Washington, D.C. 20549

 

FORM 8-K

 

CURRENT REPORT

Pursuant to Section 13 or 15(d) of the

Securities Exchange Act of 1934

Date of Report (Date of Earliest Event Reported): April 10, 2020

SYNNEX CORPORATION

(Exact name of registrant as specified in its charter)

 

Delaware

001-31892

94-2703333

(State or Other Jurisdiction of Incorporation)

(Commission File Number)

(I.R.S. Employer Identification Number)

 

44201 Nobel Drive, Fremont, California

 

94538

(Address of principal executive offices)

 

(Zip Code)

(510) 656-3333
(Registrant’s telephone number, including area code)

N/A
(Former name or former address, if changed since last report.)

 

Check the appropriate box below if the Form 8-K filing is intended to simultaneously satisfy the filing obligations of the registrant under any of the following provisions:

 

Written communications pursuant to Rule 425 under the Securities Act (17 CFR 230.425)

 

 

Soliciting material pursuant to Rule 14a-12 under the Exchange Act (17 CFR 240.14a-12)

 

 

Pre-commencement communications pursuant to Rule 14d-2(b) under the Exchange Act (17 CFR 240.14d-2(b))

 

 

Pre-commencement communications pursuant to Rule 13e-4(c) under the Exchange Act (17 CFR 240-13e-4(c))

 

Securities registered pursuant to Section 12(b) of the Act:

Title of each class

Trading Symbol(s)

Name of each exchange on which registered

Common Stock, par value $0.001 per share

SNX

The New York Stock Exchange

Indicate by check mark whether the registrant is an emerging growth company as defined in Rule 405 of the Securities Act of 1933 (§230.405 of this chapter) or Rule 12b-2 of the Securities Exchange Act of 1934 (§240.12b-2 of this chapter).

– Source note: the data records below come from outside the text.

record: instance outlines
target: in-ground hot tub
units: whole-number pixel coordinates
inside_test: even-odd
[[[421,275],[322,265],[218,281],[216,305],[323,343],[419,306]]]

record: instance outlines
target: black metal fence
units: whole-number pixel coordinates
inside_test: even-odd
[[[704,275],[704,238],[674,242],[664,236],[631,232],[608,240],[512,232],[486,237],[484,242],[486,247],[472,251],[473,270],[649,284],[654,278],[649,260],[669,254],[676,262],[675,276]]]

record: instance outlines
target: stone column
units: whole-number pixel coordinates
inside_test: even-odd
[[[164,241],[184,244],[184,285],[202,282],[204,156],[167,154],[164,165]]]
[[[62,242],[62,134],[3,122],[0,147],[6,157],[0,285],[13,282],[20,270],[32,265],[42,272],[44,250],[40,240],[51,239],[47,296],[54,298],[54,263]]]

Emerging growth company   

If an emerging growth company, indicate by check mark if the registrant has elected not to use the extended transition period for complying with any new or revised financial accounting standards provided pursuant to Section 13(a) of the Exchange Act.   

 

 

 


Item 1.01

Entry into a Material Definitive Agreement.

Amendment of a Material Definitive Agreement

On April 10, 2020, SYNNEX Corporation (“SYNNEX”), its subsidiaries that are originators thereunder and its subsidiary which is the borrower thereunder, SIT Funding Corporation (“SIT”), amended SYNNEX’ accounts receivable securitization program (the “Trade Receivables Securitization”) by entering into a Tenth Omnibus Amendment to Fourth Amended and Restated Receivables Funding and Administration Agreement and Third Amended and Restated Receivables Sale and Servicing Agreement (the “Securitization Amendment”) with MUFG Bank, LTD. f/k/a The Bank of Tokyo-Mitsubishi UFJ, LTD., as agent, and the other lenders party thereto. Among other things, the Securitization Amendment extends the maturity date of the Trade Receivables Securitization to July 10, 2020, providing the parties additional time to complete a renewal process given the current economic environment.

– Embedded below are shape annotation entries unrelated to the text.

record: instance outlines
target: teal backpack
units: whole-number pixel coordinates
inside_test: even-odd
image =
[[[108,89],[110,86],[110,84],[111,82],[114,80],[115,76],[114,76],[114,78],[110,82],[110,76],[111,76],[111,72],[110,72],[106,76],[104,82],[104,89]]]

SYNNEX has no reason to believe that the Trade Receivables Securitization will not be renewed or replaced, although there can be no assurance the maturity date will be further extended.

The foregoing description of the Securitization Amendment is qualified in its entirety by reference to the full text of the Securitization Amendment which is attached hereto and filed as Exhibit 10.1 to this Current Report on Form 8-K and is incorporated herein by reference.

 

Item 9.01    Financial Statements and Exhibits.

(d) Exhibits

 

Exhibit No.

 

Description of Document

 

 

10.1

 

Tenth Omnibus Amendment to Fourth Amended and Restated Receivables Funding and Administration Agreement and Third Amended and Restated Receivables Sale and Servicing Agreement, dated as of April 10, 2020, by and among SIT Funding Corporation, SYNNEX Corporation, the lenders party thereto and The Bank of Tokyo-Mitsubishi UFJ, LTD, as agent.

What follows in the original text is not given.